In general, human intuition operates under the logic of causation, while data conform to the logic of probabilties and proportions. Paradoxes often arise when we misapply the rules we have learned in one realm to another. In the case the Monty Hall problem, the main thing needed to resolve this apparent paradox is that we must take into account not only the data, but also the data generating process (the rules of the game). The main idea is as follows:
The way that we obtain information is no less important than the information itself.
Based on the rules of the game, we can deduce the following: If we open door 1, Monty cannot open door 1. However, he could have opened door 2. If, instead he choses to open door 3, it is more likely that he opened door 3 because he was forced to. This leads us to see that their is more evidence than before that the car is behind door 2.
If we start wading into the waters of causation, we learn that our minds rebel at the possibility of a correlation without a causation, since we learned to associate the two since birth. Causeless correlation violates our common sense.

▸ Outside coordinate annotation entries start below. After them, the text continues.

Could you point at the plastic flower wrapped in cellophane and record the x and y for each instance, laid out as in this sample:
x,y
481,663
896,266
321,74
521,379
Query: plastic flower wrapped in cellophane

Lets look at another example of where Bayes rule comes into play. Suppose we are doing disease testing. We would take a blood sample, extract some features from it, and output whether or not that person has the disease. So, we would have:
Lets look further at a realistic scenario where this is involved. Most people are healthy and non diseased, most of the time. So, suppose that only 1% of the population has the disease. We can build a classifier that just predicts "no" each time. In other words, it doesn't learn anything. It is already correct for 99% of cases though! Hence, accuracy is not always the best metric to utilize. Perhaps we do not care about overall accuracy?

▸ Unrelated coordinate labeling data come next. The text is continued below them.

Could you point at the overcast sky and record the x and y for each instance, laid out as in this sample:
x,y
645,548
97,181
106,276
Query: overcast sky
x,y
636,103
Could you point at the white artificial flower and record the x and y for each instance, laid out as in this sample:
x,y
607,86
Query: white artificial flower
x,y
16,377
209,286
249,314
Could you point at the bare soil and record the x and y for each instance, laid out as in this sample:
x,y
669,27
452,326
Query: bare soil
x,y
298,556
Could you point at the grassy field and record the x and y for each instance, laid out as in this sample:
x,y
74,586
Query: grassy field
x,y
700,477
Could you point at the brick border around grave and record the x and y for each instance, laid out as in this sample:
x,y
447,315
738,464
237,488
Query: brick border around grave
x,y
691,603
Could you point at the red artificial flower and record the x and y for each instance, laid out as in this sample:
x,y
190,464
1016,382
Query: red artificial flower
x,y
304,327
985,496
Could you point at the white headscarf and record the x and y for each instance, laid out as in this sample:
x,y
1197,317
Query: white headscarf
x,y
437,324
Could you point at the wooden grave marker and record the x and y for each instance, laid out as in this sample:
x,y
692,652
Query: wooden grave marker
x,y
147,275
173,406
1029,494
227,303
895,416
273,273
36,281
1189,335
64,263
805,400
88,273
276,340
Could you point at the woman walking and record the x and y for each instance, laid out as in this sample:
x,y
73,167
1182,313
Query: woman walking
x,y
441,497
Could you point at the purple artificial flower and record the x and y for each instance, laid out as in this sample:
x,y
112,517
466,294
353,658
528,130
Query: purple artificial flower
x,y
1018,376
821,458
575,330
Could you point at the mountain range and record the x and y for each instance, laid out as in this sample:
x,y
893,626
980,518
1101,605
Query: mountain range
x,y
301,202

What we actually want to measure is $p(predict=1 | disease=1)$. This is called the true positive rate. In medical terminology this is referred to as sensitivity. In information retrieval is is known as hit rate or recall.

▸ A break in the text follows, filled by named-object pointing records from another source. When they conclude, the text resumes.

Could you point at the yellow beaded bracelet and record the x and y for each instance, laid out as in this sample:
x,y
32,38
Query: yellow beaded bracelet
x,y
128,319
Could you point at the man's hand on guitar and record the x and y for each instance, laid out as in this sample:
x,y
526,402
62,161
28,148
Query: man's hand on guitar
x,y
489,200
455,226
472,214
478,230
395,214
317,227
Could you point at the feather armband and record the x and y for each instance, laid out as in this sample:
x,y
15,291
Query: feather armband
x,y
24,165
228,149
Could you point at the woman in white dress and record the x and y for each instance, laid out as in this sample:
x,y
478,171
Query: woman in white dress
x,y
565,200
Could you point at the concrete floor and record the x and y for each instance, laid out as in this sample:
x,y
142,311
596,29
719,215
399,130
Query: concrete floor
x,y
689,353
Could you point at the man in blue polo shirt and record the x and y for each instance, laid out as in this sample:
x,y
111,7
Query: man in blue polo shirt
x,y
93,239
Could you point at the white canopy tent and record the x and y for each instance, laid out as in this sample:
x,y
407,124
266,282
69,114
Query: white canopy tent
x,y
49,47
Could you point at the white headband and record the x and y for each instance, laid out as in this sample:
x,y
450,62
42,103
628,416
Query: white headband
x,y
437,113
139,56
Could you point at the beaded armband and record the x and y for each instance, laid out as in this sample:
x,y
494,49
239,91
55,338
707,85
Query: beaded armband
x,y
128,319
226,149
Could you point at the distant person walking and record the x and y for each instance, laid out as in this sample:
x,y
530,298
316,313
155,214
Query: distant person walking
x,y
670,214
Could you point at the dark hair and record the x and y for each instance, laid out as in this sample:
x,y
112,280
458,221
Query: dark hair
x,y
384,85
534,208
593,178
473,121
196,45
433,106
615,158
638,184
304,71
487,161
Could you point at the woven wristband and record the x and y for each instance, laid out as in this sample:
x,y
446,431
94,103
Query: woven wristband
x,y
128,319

We can solve for the above using bayes rule:
$$p(prediction=1 | disease=1) = \frac{p(prediction=1, disease=1)}{p(disease=1)}$$Typically, we count 4 things:
Prediction = 1 | Prediction = 0 | |
---|---|---|
Disease = 1 | True Positive | False Negative |
Disease = 0 | True Positive | False Negative |
With that said, we can calculate sensitivity as follows:
$$p(prediction=1 | disease=1) = \frac{p(prediction=1, disease=1)}{p(disease=1)}$$$$sensitivity = recall = \frac{TP}{TP+FN}$$And we can then calculate the specificity (the true negative rate):
$$p(prediction=0 | disease=0) = \frac{p(prediction=0, disease=0)}{p(disease=0)}$$$$specificity = \frac{TN}{TN+FP}$$Now, in information retrieval, rather than specificity, we are interested in precision.
$$precision = \frac{TP}{TP+FP}$$What is this the probability of? Well, $TP$ can be defined as:
$$TP = p(prediction=1, disease=1)$$And $TP + FP$:
$$TP+FP = p(prediction=1)$$Which then looks like:
$$precision = \frac{TP}{TP+FP} = \frac{p(prediction=1, disease=1)}{p(prediction=1)}$$Which equals:
$$p(disease=1|prediction=1) = \frac{p(prediction=1, disease=1)}{p(prediction=1)}$$This is a useful measure! Just because your results come back positive, does not mean that you have the disease! Generally, more testing is required! This will be explored further in the bayesian statistics section.